Federal student loan payments have been paused since March 2020. As of August 6, that pause has been extended “one final time” through January 31, 2022. What this means is that Federal student loan payments will not be required until February 2022 and that interest on these loans will not accrue during that time.
The student loan payment pause was put into place to help those whose financial lives have been negatively affected by the COVID-19 pandemic and its effects on the economy. While I think this has probably served as a great benefit for some throughout the past year and a half, I fear that it could end up being an unintended burden on some people as well.
Some People Have Gotten Used to Spending Their Student Loan Payments
Some people who have not been negatively affected financially by the pandemic have taken advantage of the student loan payment pause.

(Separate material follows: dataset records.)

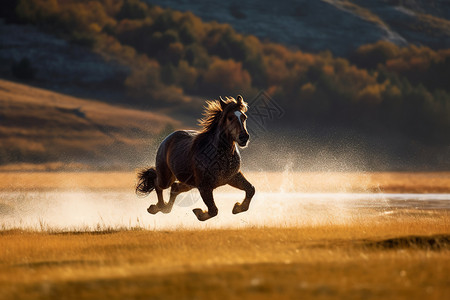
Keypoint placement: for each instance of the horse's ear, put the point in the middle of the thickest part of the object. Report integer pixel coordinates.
(222, 102)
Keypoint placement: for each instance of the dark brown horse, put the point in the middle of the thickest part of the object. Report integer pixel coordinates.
(204, 160)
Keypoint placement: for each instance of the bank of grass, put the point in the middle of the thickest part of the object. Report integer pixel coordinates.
(403, 257)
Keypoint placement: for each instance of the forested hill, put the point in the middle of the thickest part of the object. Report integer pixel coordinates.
(166, 57)
(336, 25)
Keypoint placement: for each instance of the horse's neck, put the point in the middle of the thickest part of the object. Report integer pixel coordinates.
(223, 142)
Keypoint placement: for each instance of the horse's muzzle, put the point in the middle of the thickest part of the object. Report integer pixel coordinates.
(243, 139)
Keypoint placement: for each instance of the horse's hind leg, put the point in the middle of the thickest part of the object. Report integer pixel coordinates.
(176, 189)
(207, 197)
(154, 208)
(163, 180)
(239, 181)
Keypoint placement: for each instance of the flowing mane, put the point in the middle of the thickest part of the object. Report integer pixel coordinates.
(213, 111)
(204, 160)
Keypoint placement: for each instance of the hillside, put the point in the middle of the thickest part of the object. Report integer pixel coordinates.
(55, 131)
(336, 25)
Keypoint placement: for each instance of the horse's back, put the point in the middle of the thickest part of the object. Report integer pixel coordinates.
(174, 154)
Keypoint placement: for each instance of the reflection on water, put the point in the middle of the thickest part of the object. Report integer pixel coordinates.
(93, 210)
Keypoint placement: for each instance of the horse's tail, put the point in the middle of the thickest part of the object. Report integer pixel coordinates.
(146, 181)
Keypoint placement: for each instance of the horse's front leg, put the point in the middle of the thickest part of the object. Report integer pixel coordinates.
(239, 181)
(208, 198)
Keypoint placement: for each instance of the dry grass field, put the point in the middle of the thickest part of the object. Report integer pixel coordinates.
(393, 258)
(400, 255)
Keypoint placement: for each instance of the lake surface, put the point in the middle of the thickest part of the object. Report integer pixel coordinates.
(95, 210)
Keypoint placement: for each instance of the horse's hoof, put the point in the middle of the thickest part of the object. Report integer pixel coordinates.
(238, 208)
(201, 215)
(153, 209)
(166, 210)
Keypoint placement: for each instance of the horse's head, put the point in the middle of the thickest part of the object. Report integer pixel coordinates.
(233, 119)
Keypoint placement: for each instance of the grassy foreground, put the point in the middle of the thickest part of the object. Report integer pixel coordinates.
(406, 256)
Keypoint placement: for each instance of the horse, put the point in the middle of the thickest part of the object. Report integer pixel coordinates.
(204, 159)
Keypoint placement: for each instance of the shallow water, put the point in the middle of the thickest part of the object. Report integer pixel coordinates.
(94, 210)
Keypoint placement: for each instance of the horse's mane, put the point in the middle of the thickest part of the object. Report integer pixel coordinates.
(213, 111)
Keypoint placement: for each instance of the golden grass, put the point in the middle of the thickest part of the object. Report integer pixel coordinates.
(40, 125)
(355, 261)
(396, 182)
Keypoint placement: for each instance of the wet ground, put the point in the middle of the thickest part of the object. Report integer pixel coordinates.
(95, 210)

However, if they’ve not been intentional about using the extra funds to strengthen their financial situation, they’ve probably gotten used to spending the money. This means that some people may have become accustomed to living a lifestyle that they won’t be able to sustain once payments start back up in February.
What happens to those who have been spending the money that otherwise would have gone to student loan payments when payments start back up? Will they be able to cut their spending to accommodate? Will they go into credit card debt to maintain the lifestyle they’ve gotten used to?
Better Options for Paused Student Loan Payment Funds
If you’re fortunate enough to be in a position where suspended student loan payments are a luxury rather than a necessity, then I think that you need a plan in place for what you’re going to do with the extra funds over the next 5 months. This is an opportunity to make your finances better.
Emergency Fund & Debt Pay Down
As I’ve written about before, two of the best places to start when considering how to make your personal finances better are to establish or increase your emergency fund and to work on your debt pay down strategy, specifically focusing on paying down high interest debt such as credit cards.
Cash On Hand
Another option would be to save the payments that you would otherwise be making towards student loans. This could act as a bolster to your emergency fund in the short-term (or in the long run if you need it to), but could also allow you to have a lump sum payment available once student loan payments come due in February 2022.
Keeping the money in a high yield savings account isn’t going to generate much of a return, but will be much safer than investing the funds in financial securities such as stocks, bonds, or cryptocurrencies. However, there are other benefits to keeping this cash on hand in addition to those mentioned above.
Having cash on hand “just in case is” often a good idea. It feels like the world is going through an uncertain time and having funds available to do something with if you needed to could help out in a pinch.
If you end up not needing the money, then you can decide closer to February whether you want to make a lump sum payment towards your student loans, keep it in cash as part of your emergency fund, or even spend it on something that will make you happy if it’s appropriate for your financial situation.
And in the off chance that some portion of student loans are forgiven under the Biden Administration (it seems like talk about this was hot and heavy earlier this year and has died off), I’ll bet that you’ll be happy with your strategy. (Don’t get your hopes up that this will happen.)
Set Your Strategy
Rather than just getting used to spending extra money because student loan payments are paused, I encourage you to create a strategy that will put you in a better financial position. Use this time of flexibility provided by Federal student loan payment forbearance to get ahead and to give yourself a financial boost.